Attribution science findings have already influenced policy and planning, if only obliquely. In a working paper on the law and science of climate change attribution, Columbia law professors write that attribution science papers have served as “a framing mechanism for international negotiations,” like the ones that underlay the Paris Agreement, and have helped policymakers, like those working with the Intergovernmental Panel on Climate Change, assess the long-term impacts and risks of climate change. There’s power in knowing. “I’m a full-disclosure kind of person. We’re in a more powerful situation with regards to our choices about the future when we do have all the cards in the deck,” says Lloyd.
Lloyd says that the more evidence we can gather, the better. “Because the science has advanced, we now understand things much better than before,” she says. Herring said she’s been surprised by how much attribution science has shown us about climate change’s rapid progression. She and other researchers were always careful to stress that natural variability played a role in every case. “Someday, sure, if we keep on this track, the effects of climate change will become so large that we’ll start to see events that could not have happened in a world without climate change,” she would tell people, back in 2011 and 2012. But that “someday” came quickly. Within the past few years, there have been events—like a 2017 marine heat wave off the coast of Australia or Japan’s deadly 2018 heat wave—that are now almost entirely attributable to human-caused climate change. “I was surprised by that,” said Herring. “It was a sudden shift. The future is here. It’s today.”

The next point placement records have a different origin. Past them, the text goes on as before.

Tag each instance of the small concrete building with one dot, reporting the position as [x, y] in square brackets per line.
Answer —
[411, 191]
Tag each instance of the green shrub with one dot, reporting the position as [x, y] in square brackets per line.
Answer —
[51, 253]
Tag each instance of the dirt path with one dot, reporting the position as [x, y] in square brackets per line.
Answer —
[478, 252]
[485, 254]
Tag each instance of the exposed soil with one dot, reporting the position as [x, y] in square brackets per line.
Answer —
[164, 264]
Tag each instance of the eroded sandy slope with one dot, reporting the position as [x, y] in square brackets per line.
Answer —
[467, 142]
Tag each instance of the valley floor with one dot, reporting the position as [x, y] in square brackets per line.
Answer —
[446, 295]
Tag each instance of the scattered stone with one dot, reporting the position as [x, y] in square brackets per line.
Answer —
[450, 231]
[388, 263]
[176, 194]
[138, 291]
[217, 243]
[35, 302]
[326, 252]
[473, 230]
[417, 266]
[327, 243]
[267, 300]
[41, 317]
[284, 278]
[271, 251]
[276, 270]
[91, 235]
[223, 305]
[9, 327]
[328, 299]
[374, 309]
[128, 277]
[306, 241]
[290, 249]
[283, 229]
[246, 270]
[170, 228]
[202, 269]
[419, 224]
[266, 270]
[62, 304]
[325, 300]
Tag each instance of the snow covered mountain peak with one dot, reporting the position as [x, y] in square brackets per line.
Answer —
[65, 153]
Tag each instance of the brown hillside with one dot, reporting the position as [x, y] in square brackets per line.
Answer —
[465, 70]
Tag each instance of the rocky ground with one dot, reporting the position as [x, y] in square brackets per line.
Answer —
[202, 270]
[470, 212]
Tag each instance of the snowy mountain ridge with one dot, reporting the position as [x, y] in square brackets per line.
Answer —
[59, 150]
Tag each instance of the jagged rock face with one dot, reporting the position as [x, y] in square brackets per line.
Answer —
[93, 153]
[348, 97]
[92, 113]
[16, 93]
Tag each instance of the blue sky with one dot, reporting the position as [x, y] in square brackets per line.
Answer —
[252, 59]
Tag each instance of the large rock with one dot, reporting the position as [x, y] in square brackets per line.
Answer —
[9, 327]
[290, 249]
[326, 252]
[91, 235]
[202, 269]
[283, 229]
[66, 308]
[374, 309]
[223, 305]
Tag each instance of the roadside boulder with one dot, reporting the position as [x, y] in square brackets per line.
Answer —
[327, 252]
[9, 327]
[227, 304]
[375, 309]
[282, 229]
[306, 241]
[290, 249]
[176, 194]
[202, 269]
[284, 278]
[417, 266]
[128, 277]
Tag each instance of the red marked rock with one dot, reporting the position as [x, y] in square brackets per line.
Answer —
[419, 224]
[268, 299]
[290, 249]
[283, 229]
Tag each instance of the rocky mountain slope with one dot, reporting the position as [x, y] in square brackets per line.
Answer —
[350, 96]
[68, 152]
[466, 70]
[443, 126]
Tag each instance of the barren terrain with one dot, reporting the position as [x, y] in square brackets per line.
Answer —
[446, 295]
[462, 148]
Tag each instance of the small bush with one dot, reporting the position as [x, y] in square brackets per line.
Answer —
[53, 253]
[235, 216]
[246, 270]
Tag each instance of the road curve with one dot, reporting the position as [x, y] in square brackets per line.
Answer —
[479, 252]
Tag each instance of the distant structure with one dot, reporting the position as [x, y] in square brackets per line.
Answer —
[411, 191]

Attribution science’s rapid rise is shaping more than the public’s understanding. It’s also shaping policy and litigation attempting to deal with climate change. Building on scientists’ work, lawyers representing concerned citizens, cities, and states have used the specificity provided by attribution science to file lawsuits over damage caused by climate change. In the U.S., city governments from New York City to Los Angeles have moved to sue oil behemoths like BP and Exxon Mobil for climate damages from extreme weather events like Hurricane Sandy and the Santa Rosa fires. There’s international litigation, too: Peruvians are suing a German energy company that they say should be held responsible for the half of 1 percent of emissions that has contributed to the glacial melt that threatens to flood their village. It may be years until these cases are settled. But they set an important precedent: As a society, we now have the data to show exactly how climate change is hurting us, which might mean we can hold companies accountable for causing it.